De oproep van Wilders om het aantal Marokkanen in Nederland te reduceren raakt in geen enkel opzicht de vrijheid van expressie van anderen. Over zijn opvatting valt te discussiëren en hij zal daarbij, neem ik aan, niemand een strobreed in de weg leggen. Vanuit dat gezichtspunt is er geen enkele valide reden om de uitlatingen van Wilders strafrechtelijk aan te pakken. Ga in debat en verkondig met kracht van argumenten een ander standpunt. Juridisch-technisch gezien heeft Wilders zich echter op glad ijs begeven. Gelet ook op de hierboven vermelde uitspraak van de HR heeft hij zich in ieder geval schuldig gemaakt aan aanzetten tot discriminatie en dat betekent dat hij de “goede naam of rechten van anderen” heeft geschonden. Want belediging en discriminatie zijn krenkingsdelicten. Om die anderen te beschermen mag de overheid hem dus aan beperkingen en sancties onderwerpen. De juridische vraag is vervolgens vooral of dat strafrechtelijk ingrijpen rechtvaardigt en of daartoe een “pressing social need” bestaat. Een “chilling effect” is immers uit den boze. Deze vragen zullen tijdens de behandeling van de strafzaak een belangrijke rol spelen en vermoedelijk bevestigend worden beantwoord.

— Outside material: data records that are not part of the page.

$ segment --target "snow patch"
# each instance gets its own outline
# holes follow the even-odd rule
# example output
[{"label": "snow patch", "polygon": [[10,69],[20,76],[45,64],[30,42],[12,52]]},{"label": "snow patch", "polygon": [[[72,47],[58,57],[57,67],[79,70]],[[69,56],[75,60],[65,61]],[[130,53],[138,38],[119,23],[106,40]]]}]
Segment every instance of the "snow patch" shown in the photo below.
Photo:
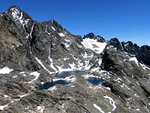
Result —
[{"label": "snow patch", "polygon": [[61,36],[61,37],[65,37],[65,34],[64,33],[58,33],[59,34],[59,36]]},{"label": "snow patch", "polygon": [[13,71],[13,69],[9,69],[7,66],[0,69],[0,74],[9,74]]},{"label": "snow patch", "polygon": [[112,111],[114,111],[116,109],[115,101],[111,97],[109,97],[108,95],[104,96],[104,98],[109,100],[110,104],[113,106]]},{"label": "snow patch", "polygon": [[105,113],[98,105],[93,104],[93,106],[94,106],[97,110],[99,110],[101,113]]},{"label": "snow patch", "polygon": [[51,90],[51,91],[57,90],[57,87],[56,87],[56,86],[53,86],[53,87],[49,88],[48,90]]},{"label": "snow patch", "polygon": [[39,78],[40,73],[32,72],[32,73],[30,73],[30,76],[35,76],[35,78],[33,80],[31,80],[30,82],[28,82],[28,83],[32,83],[32,82],[36,81]]},{"label": "snow patch", "polygon": [[102,53],[107,45],[106,42],[101,43],[101,42],[97,42],[94,39],[89,39],[89,38],[83,39],[82,44],[84,45],[85,48],[91,49],[98,54]]},{"label": "snow patch", "polygon": [[23,12],[19,11],[17,8],[11,8],[12,16],[15,19],[15,21],[19,21],[23,26],[27,25],[29,22],[29,19],[23,18]]},{"label": "snow patch", "polygon": [[37,57],[35,57],[35,59],[49,74],[51,74],[51,72],[43,65],[43,63]]},{"label": "snow patch", "polygon": [[54,31],[56,31],[56,29],[55,29],[53,26],[51,26],[51,28],[52,28]]},{"label": "snow patch", "polygon": [[0,110],[4,110],[4,108],[7,107],[7,106],[8,106],[8,104],[4,105],[4,106],[0,106]]},{"label": "snow patch", "polygon": [[37,106],[37,110],[40,112],[40,113],[43,113],[45,107],[44,106]]},{"label": "snow patch", "polygon": [[131,57],[131,58],[129,59],[129,61],[133,61],[133,62],[136,63],[136,65],[139,65],[139,64],[138,64],[138,60],[137,60],[136,57]]}]

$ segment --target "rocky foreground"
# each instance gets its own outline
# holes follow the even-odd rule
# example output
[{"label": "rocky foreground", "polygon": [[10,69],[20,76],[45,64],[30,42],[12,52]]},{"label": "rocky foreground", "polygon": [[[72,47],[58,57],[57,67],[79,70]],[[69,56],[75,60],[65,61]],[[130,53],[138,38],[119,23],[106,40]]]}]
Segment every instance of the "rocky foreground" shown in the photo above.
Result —
[{"label": "rocky foreground", "polygon": [[150,113],[149,66],[149,46],[0,14],[1,113]]}]

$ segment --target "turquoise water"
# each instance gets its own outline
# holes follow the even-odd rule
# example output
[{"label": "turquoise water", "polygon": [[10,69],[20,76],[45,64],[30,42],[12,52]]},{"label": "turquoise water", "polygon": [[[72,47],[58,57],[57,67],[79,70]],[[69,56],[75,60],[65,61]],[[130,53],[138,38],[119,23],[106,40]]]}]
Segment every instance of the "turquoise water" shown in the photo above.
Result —
[{"label": "turquoise water", "polygon": [[82,73],[83,73],[83,71],[80,71],[80,70],[63,71],[63,72],[54,73],[54,74],[52,74],[52,76],[57,77],[57,78],[64,78],[64,77],[68,77],[70,75],[81,75]]},{"label": "turquoise water", "polygon": [[96,77],[89,77],[87,80],[93,85],[98,85],[100,82],[104,81],[104,79],[96,78]]}]

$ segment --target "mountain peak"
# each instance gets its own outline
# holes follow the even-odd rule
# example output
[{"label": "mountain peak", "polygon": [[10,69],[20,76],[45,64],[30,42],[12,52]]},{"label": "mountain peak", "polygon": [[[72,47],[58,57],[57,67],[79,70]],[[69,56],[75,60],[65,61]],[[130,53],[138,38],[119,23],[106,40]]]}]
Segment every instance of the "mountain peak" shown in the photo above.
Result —
[{"label": "mountain peak", "polygon": [[87,35],[84,35],[83,39],[85,38],[94,39],[94,40],[97,40],[98,42],[105,42],[105,39],[103,37],[101,37],[100,35],[95,36],[95,34],[92,32]]},{"label": "mountain peak", "polygon": [[21,10],[18,6],[11,6],[8,10],[9,10],[9,11],[13,11],[13,10],[15,10],[15,9]]},{"label": "mountain peak", "polygon": [[91,33],[89,33],[87,35],[84,35],[83,39],[85,39],[85,38],[94,39],[94,37],[95,37],[95,34],[91,32]]}]

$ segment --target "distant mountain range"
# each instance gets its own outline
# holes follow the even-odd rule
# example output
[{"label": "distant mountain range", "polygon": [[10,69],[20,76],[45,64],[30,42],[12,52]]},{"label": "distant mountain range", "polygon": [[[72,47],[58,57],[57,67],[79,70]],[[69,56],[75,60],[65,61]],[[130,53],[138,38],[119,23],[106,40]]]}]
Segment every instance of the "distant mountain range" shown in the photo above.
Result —
[{"label": "distant mountain range", "polygon": [[149,113],[150,46],[0,14],[0,113]]}]

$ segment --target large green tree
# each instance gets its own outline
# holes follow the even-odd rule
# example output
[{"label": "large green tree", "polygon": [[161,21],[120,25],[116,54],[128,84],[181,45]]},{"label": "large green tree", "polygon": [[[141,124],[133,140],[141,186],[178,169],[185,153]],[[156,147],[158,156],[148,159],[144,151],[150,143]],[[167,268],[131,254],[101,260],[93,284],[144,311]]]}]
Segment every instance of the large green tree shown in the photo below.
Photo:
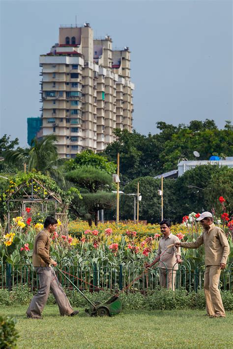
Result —
[{"label": "large green tree", "polygon": [[84,166],[66,174],[66,179],[80,189],[81,199],[75,195],[71,209],[78,216],[87,220],[90,226],[93,218],[98,225],[98,212],[109,210],[116,205],[116,194],[107,192],[112,185],[112,176],[92,166]]},{"label": "large green tree", "polygon": [[26,163],[29,171],[36,170],[56,179],[64,185],[64,176],[59,166],[64,160],[58,158],[56,147],[57,137],[54,134],[45,136],[42,139],[32,139],[30,148],[9,150],[6,152],[5,161],[23,169]]},{"label": "large green tree", "polygon": [[188,125],[177,126],[157,123],[160,131],[143,135],[134,131],[116,130],[116,140],[109,144],[103,155],[116,161],[120,153],[120,170],[123,181],[144,176],[156,176],[177,168],[179,160],[194,160],[193,152],[200,160],[208,160],[214,153],[231,156],[233,153],[233,129],[227,121],[219,130],[213,120],[194,120]]}]

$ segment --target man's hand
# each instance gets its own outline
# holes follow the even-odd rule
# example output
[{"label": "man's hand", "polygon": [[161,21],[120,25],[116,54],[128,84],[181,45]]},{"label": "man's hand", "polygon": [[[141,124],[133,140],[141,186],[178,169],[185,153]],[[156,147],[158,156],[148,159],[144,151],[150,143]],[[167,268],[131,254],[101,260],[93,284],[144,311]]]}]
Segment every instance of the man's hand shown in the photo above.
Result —
[{"label": "man's hand", "polygon": [[220,269],[221,270],[225,269],[225,268],[226,268],[226,264],[224,264],[224,263],[220,263]]}]

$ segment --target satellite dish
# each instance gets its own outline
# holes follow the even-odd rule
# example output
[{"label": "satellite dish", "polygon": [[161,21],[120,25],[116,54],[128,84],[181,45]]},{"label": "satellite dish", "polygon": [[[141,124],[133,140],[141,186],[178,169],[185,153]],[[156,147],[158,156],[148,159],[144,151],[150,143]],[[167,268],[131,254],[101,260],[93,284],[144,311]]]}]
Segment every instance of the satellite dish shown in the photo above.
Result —
[{"label": "satellite dish", "polygon": [[196,150],[193,152],[193,155],[196,158],[199,158],[200,155],[198,152],[196,152]]}]

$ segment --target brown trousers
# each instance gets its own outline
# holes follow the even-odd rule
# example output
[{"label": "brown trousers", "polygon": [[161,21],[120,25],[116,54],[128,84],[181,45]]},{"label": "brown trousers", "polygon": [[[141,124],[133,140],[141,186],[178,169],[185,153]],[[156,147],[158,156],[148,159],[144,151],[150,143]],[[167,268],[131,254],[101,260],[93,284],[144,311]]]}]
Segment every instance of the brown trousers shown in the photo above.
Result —
[{"label": "brown trousers", "polygon": [[163,268],[159,269],[159,283],[161,287],[175,290],[176,270],[167,270]]},{"label": "brown trousers", "polygon": [[32,318],[41,316],[50,291],[54,295],[61,315],[69,315],[73,313],[73,310],[53,268],[49,267],[39,267],[35,268],[35,270],[39,276],[40,289],[31,299],[26,312],[27,315]]},{"label": "brown trousers", "polygon": [[210,316],[215,314],[226,316],[218,288],[220,273],[219,266],[207,266],[205,267],[204,291],[206,312]]}]

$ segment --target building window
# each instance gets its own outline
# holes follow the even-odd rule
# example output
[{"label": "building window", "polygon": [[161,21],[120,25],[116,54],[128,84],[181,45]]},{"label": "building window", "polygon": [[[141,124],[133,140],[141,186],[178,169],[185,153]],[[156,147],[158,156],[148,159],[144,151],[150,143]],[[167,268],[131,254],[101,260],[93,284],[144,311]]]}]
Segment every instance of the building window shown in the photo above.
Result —
[{"label": "building window", "polygon": [[76,43],[76,40],[74,36],[72,36],[71,38],[71,44],[72,45],[75,45]]},{"label": "building window", "polygon": [[71,73],[70,74],[70,78],[71,79],[78,79],[79,75],[79,74],[78,73]]},{"label": "building window", "polygon": [[80,97],[80,95],[81,92],[79,91],[71,91],[70,92],[70,97]]},{"label": "building window", "polygon": [[45,97],[56,97],[56,91],[46,91]]},{"label": "building window", "polygon": [[71,142],[78,142],[79,141],[79,137],[78,136],[71,136],[70,137],[70,141]]},{"label": "building window", "polygon": [[79,149],[78,145],[71,145],[71,149],[72,150],[78,150]]},{"label": "building window", "polygon": [[74,125],[74,124],[76,124],[79,123],[79,119],[70,119],[70,123],[71,125]]},{"label": "building window", "polygon": [[70,129],[70,131],[71,132],[77,133],[79,132],[79,128],[78,127],[71,127]]},{"label": "building window", "polygon": [[70,104],[71,106],[78,106],[79,103],[78,101],[71,101]]}]

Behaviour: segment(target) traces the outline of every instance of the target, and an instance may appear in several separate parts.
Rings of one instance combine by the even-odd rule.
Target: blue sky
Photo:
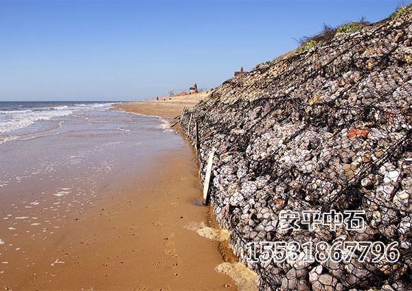
[[[408,3],[408,1],[405,3]],[[214,88],[296,39],[398,0],[0,1],[0,101],[139,100]]]

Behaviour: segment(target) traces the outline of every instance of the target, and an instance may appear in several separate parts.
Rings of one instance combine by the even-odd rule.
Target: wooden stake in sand
[[[199,154],[199,123],[198,121],[196,121],[194,125],[194,132],[196,136],[196,143],[194,144],[194,148],[196,149],[196,156],[197,158]]]
[[[185,111],[186,111],[186,106],[183,107],[183,109],[182,109],[182,113],[181,113],[181,117],[179,121],[179,124],[181,125],[182,124],[182,118],[183,117],[183,115],[185,115]]]
[[[203,185],[203,200],[202,204],[206,205],[209,201],[209,181],[210,180],[210,174],[211,174],[211,166],[213,165],[213,157],[214,156],[214,150],[212,150],[209,154],[207,160],[207,167],[206,167],[206,176],[205,177],[205,184]]]
[[[190,113],[190,119],[189,119],[189,126],[187,126],[187,136],[190,135],[190,124],[192,123],[192,117],[193,116],[193,113]]]

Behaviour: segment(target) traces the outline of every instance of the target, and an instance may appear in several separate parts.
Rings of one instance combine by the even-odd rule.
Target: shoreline
[[[10,230],[1,237],[5,290],[239,290],[216,270],[224,260],[218,231],[205,226],[208,208],[201,206],[193,151],[182,139],[172,148],[164,144],[160,152],[142,167],[128,159],[134,153],[119,152],[122,163],[111,170],[115,174],[95,180],[93,203],[66,202],[62,192],[12,198],[13,207],[3,209],[10,213],[2,220]],[[60,178],[53,181],[47,187],[62,187]],[[36,183],[27,178],[16,185]],[[45,223],[57,211],[43,211],[40,205],[50,210],[49,205],[58,209],[69,204],[71,212],[54,214],[59,227]],[[45,226],[47,233],[40,229]],[[26,233],[27,228],[39,233]],[[205,235],[198,233],[201,229]]]
[[[176,97],[167,100],[159,97],[159,104],[157,104],[156,99],[153,98],[149,100],[140,102],[124,102],[115,104],[115,107],[123,110],[126,112],[135,114],[141,114],[149,116],[157,116],[163,118],[174,117],[174,120],[180,115],[183,109],[186,107],[191,108],[195,105],[205,100],[206,97],[211,93],[198,93],[193,95],[187,95],[185,98]],[[190,100],[191,97],[192,99]],[[170,121],[172,121],[171,119]],[[192,161],[192,165],[196,167],[196,170],[193,171],[192,174],[196,179],[198,185],[198,196],[196,202],[194,203],[201,206],[199,212],[204,213],[206,209],[206,213],[203,215],[203,219],[206,220],[206,223],[201,222],[201,224],[195,224],[190,227],[187,226],[185,228],[192,229],[197,232],[201,236],[208,237],[211,240],[214,244],[216,253],[219,254],[222,263],[216,266],[214,268],[217,273],[226,274],[230,277],[231,280],[234,281],[235,290],[239,291],[252,291],[258,290],[256,281],[258,275],[255,272],[250,270],[247,266],[239,261],[238,257],[233,253],[231,244],[229,242],[229,234],[227,231],[222,230],[219,223],[215,218],[215,214],[211,205],[205,207],[202,205],[203,193],[201,191],[198,183],[200,183],[199,167],[196,159],[195,149],[190,144],[187,136],[182,129],[177,126],[175,128],[175,132],[179,134],[182,139],[187,143],[187,148],[192,152],[193,159]],[[225,290],[230,290],[231,287],[229,284],[225,284]]]

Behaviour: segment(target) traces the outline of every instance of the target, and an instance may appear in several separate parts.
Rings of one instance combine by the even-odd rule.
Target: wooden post
[[[185,109],[186,109],[186,106],[183,107],[183,108],[182,109],[182,113],[181,113],[181,117],[179,120],[179,125],[182,124],[182,118],[183,117],[183,115],[185,115]]]
[[[193,116],[193,113],[190,114],[190,119],[189,119],[189,126],[187,126],[187,136],[190,135],[190,124],[192,123],[192,117]]]
[[[205,177],[205,183],[203,185],[203,200],[202,204],[206,205],[209,202],[209,181],[210,180],[210,174],[211,174],[211,166],[213,165],[213,157],[214,156],[214,150],[212,150],[209,154],[207,160],[207,167],[206,167],[206,176]]]

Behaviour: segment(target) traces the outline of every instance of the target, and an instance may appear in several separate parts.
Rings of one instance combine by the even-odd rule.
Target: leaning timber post
[[[185,109],[186,108],[186,106],[183,107],[183,108],[182,109],[182,113],[181,113],[181,117],[179,119],[179,125],[181,125],[182,124],[182,118],[183,117],[183,115],[185,115]]]
[[[205,177],[205,183],[203,185],[203,205],[207,205],[209,201],[209,181],[210,180],[210,174],[211,174],[211,166],[213,165],[213,157],[214,156],[214,150],[212,150],[209,154],[207,160],[207,167],[206,168],[206,176]]]
[[[196,157],[197,158],[199,154],[199,123],[196,121],[194,124],[194,132],[195,132],[195,144],[194,148],[196,149]]]
[[[192,117],[193,116],[193,113],[190,113],[190,119],[189,119],[189,126],[187,126],[187,136],[190,135],[190,123],[192,122]]]

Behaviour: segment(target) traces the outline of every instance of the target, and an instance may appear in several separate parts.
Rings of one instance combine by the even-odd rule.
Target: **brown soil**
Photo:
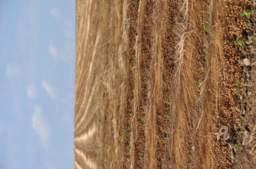
[[[74,168],[255,168],[255,10],[76,0]]]

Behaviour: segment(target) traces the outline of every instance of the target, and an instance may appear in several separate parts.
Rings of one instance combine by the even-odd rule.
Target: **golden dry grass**
[[[74,168],[232,168],[222,126],[246,145],[238,166],[253,166],[255,119],[236,133],[242,48],[227,31],[242,34],[231,14],[244,3],[76,1]]]

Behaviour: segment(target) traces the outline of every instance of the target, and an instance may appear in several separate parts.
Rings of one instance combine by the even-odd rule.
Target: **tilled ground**
[[[74,168],[256,167],[253,0],[77,0]]]

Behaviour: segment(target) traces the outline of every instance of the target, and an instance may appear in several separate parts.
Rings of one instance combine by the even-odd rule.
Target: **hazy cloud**
[[[35,99],[38,96],[38,89],[34,84],[30,84],[27,88],[27,95],[29,98]]]
[[[6,67],[6,76],[8,77],[12,77],[18,76],[20,75],[20,69],[18,67],[13,64],[9,64]]]
[[[32,128],[40,138],[41,144],[45,150],[47,150],[49,144],[50,129],[47,121],[42,113],[42,107],[34,105],[34,112],[31,117]]]
[[[57,49],[57,47],[54,45],[53,41],[50,41],[49,52],[53,56],[53,58],[56,58],[57,57],[57,54],[58,53],[58,50]]]
[[[55,18],[59,18],[61,16],[61,10],[57,7],[53,7],[51,10],[51,14]]]
[[[46,81],[46,80],[43,80],[42,81],[42,86],[46,91],[48,95],[51,98],[52,98],[53,100],[55,100],[56,98],[55,92],[53,87],[49,84],[48,81]]]

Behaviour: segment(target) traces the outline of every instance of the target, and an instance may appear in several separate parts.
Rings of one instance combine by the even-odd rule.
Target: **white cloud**
[[[32,128],[40,138],[41,144],[44,149],[47,150],[49,146],[50,129],[42,113],[42,107],[35,105],[33,109],[34,113],[31,117]]]
[[[42,81],[42,86],[46,91],[48,95],[51,99],[55,100],[56,98],[55,92],[48,82],[46,80],[43,80]]]
[[[6,67],[6,76],[9,78],[12,77],[18,76],[20,75],[20,69],[19,68],[13,64],[9,64]]]
[[[61,10],[56,7],[53,7],[51,10],[51,14],[55,18],[59,18],[61,16]]]
[[[38,89],[33,83],[30,84],[27,88],[27,95],[29,98],[35,99],[38,96]]]
[[[50,41],[49,52],[53,56],[53,58],[57,57],[57,54],[58,54],[58,50],[57,49],[57,47],[54,45],[53,41]]]

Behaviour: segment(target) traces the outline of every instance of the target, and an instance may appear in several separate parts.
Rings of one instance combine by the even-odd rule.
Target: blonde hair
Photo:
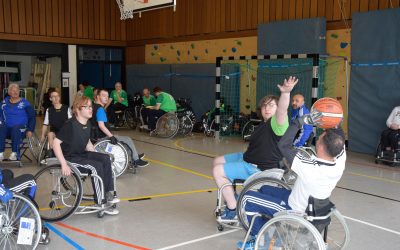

Maar een veroordeling van Wilders zal het debat over de vrijheid van meningsuiting alleen maar radicaliseren en afbreuk doen aan de geloofwaardigheid van de strafrechtspleging. Want het entameren van een strafvervolging tegen iemand die een opvatting verkondigt die door een belangrijk gedeelte van de Nederlandse bevolking wordt onderschreven, doet afbreuk aan de legitimiteit van die vervolging. Zeker wanneer die opvatting met kracht van argumenten kan worden bestreden. In zekere zin maakt de strafvervolging dan inbreuk op de vrijheid van meningsuiting en schiet het zijn doel voorbij.